## An Optimized Fir Filter Implementation Using High Speed Compressors and Counter

#### Meenaakshi Sundhari R.P<sup>1</sup> Ramya S<sup>2</sup> Karthikeyan S<sup>3</sup> Fathimasaffana A<sup>4</sup>

<sup>1</sup>Professor Department of ECE, PA College of Engineering and Technology, Pollachi
<sup>2</sup>Assistant Professor Department of ECE, KGiSL Institute of Technology, Coimbatore
<sup>3</sup>Professor Department of ECE, KGiSL Institute of Technology, Coimbatore
<sup>4</sup>PG Scholar Department of ECE, Hindusthan Institute of Technology, Coimbatore
Email: <sup>1</sup> rpmeenaakshi@gmail.com <sup>2</sup> ramya.t@kgkite.ac.in <sup>3</sup> karthickmrem@gmail.com
<sup>4</sup>afathimasaffana@gmail.com

#### Abstract

Multipliers, which are widely involved in various digital signal processors, are the essential elements in computer arithmetic. In a variety of computing applications, high-speed multipliers are becoming more popular. Approximate computing had given a lot of attention as a promising paradigm for minimizing power consumption, delay and area with increasing the accuracy. There are three steps to multiplication: (i) Creating partial product (PPs), (ii) Diminishing partial product and (iii) Calculation of result. Compressors minimize number of PPs stages of multipliers with more critical path delay, whereas adders require more stages to reduce partial product reduction. Counters have been used to get partial products in the multiplication process with lower critical path delay in the proposed work. Counters adds the partial product without using the previous carry signal, so it is considerably faster than traditional adders and compressors. The code is written in VERILOG, then simulated with MODELSIM and result is synthesized in Xilinx 14.2 ISE.

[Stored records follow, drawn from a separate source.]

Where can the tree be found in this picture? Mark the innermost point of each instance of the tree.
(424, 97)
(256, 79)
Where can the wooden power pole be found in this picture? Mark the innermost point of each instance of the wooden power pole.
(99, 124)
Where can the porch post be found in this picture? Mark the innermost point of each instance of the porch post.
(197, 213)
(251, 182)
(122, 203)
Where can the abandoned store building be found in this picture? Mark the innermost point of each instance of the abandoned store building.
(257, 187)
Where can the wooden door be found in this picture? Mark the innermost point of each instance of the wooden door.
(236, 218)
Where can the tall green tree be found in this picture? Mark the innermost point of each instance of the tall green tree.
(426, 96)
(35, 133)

**Keywords**: High speed multipliers, partial product reduction, compressors, counters.

#### **I.INTRODUCTION**

Multipliers are widely utilized for high speed devices and multimedia applications due to their improved efficiency. The multiplier is situated in the crucial path of signal transmission in the majority of CPUs. In recent years, practical design requirements have been established to reduce the latency and complexity of these devices. The multiplication process is separated into three phases in a parallel multiplier. PPs are created first. And this products were added & procedure is repeated till two rows, the point at which the remaining 2 rows can added utilizing (CPA) carry propagation adder. for example, The partial product reduction tree (PPRT) was frequently utilized for fast summing of product in second stage, after the production of PPs. When full adder (FA) is used as the primary element for arrangements of different multiplication, it builds the basis for a wide range of architecture.

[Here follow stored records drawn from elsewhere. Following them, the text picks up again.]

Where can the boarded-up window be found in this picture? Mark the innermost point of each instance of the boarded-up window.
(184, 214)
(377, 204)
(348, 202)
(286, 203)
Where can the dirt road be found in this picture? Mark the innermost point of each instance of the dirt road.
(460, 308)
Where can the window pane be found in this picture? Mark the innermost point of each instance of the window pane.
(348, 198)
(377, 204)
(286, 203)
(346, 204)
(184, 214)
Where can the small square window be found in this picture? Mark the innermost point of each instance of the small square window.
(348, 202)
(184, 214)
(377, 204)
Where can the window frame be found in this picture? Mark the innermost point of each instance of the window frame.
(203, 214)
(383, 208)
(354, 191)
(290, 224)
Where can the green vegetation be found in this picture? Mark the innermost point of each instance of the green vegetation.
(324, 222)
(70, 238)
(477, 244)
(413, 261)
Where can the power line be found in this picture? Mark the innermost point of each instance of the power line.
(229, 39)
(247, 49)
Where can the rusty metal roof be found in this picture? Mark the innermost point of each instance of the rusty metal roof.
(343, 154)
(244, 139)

However, the use of modern parallel multiplier architecture is degraded by the inherent drawback of FA based systems, which is the transmission latency for the cascaded units. Key considerations for designing a parallel multiplier are circuit size, power consumption, and the distribution of used gates across the architecture. A compressor network, rather than FA trees, should be used to overcome such constraints, especially in the PPRT.

Hence, boosting the efficiency of this stage can greatly increase throughput while decreasing power consumption.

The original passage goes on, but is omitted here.